As Colin Filer, honorary professor at the Australian National University, points out this proposed export ban is “not exactly a new promise”. In 1990, then-Forests Minister Karl Stack promised to impose a moratorium on round log exports. That was the first of a long series of promises from PNG politicians that were not met.
Filer predicts that the most likely outcome, based on his analysis and the history of the forestry sector in PNG, is that “business will simply carry on as usual”.
Somewhat perversely though, the threat of a ban on exports of round logs in 2025 puts logging companies “under pressure to extract as many bloody logs as they can over the next two or three years”, Filer recently told The Guardian.
Marape’s forest blackmail
Rather than upholding the existing Court Order that bans logging in Timber Rights Purchase concessions, Marape will use the One Forest Summit to threaten to lift the proposed 2025 ban on round log experts:
“I will issue an ultimatum to the Summit that I will uplift the proposed round log ban in PNG and proceed to harvest our timber resources because we need to be able to raise our own revenue through export taxes to support our socio-economic development aspirations.”
Marape argues that logging brings in US$300 million in export earnings annually. “If I impose a log ban the consequences will be detrimental to PNG’s revenue collection domestically,” Marape said.
This is a form of forest blackmail, long threatened by rainforest countries: Pay us, or the forests get the chop.
It's not quite similar to blackmail. "Developing" countries do indeed try to "develop," that is, step up to the "good life" enjoyed by the global North.

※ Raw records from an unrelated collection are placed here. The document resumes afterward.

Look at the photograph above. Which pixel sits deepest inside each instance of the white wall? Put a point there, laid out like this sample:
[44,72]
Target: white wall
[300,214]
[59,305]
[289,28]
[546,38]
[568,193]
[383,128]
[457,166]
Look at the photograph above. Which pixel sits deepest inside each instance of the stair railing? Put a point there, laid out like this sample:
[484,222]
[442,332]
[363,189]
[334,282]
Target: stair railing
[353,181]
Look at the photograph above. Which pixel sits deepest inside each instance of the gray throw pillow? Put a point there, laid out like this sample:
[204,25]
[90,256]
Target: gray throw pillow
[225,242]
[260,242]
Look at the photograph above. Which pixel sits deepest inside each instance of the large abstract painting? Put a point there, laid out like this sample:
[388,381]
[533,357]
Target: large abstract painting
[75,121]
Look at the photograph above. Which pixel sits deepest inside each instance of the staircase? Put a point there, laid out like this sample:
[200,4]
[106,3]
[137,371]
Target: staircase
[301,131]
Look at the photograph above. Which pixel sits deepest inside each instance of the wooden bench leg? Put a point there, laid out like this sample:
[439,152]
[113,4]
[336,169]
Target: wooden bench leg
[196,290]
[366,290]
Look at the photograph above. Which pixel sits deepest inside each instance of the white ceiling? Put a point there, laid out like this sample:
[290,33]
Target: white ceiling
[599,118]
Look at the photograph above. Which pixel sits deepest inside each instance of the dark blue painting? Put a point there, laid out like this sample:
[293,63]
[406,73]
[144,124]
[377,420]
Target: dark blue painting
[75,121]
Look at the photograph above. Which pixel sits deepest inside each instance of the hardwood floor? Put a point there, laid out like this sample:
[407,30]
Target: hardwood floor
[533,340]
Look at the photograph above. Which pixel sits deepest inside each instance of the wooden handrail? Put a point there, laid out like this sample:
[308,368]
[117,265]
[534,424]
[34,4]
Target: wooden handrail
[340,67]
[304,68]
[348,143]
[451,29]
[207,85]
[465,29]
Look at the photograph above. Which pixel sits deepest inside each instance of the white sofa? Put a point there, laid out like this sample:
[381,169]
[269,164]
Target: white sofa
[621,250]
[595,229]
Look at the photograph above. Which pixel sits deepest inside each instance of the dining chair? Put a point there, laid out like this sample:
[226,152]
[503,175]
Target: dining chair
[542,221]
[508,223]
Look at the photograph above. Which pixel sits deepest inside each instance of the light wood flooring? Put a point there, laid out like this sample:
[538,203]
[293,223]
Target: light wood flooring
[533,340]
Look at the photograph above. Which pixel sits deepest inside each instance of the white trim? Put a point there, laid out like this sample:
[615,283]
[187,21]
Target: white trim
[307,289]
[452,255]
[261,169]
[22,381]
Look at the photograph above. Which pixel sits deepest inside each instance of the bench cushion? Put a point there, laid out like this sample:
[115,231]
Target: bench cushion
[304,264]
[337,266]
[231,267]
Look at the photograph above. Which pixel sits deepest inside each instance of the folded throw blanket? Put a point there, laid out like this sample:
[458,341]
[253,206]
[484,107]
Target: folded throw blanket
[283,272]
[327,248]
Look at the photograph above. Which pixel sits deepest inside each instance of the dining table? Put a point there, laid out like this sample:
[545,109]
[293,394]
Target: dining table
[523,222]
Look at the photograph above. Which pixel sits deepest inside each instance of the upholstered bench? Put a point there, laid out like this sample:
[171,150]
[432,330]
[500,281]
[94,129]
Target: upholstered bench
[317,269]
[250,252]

To achieve that, they need money! Meanwhile they are crippled by international debt and lack the resources to implement any industrial-level energy sources based on non-fossil energy sources, facing a triple-whammy against any meaningful industrial production base. That is why I keep promoting "oxygen pricing" which would cause the rich nations to collect funds from people who "burn" oxygen to oxidize their fossil fuels, who are presently stealing that oxygen for free from the commons. Those funds would then transfer to countries with forests, in essence, paying them to produce oxygen. With carbon pricing (and their related offsets), you cannot balance that set of books, but with oxygen pricing, you can.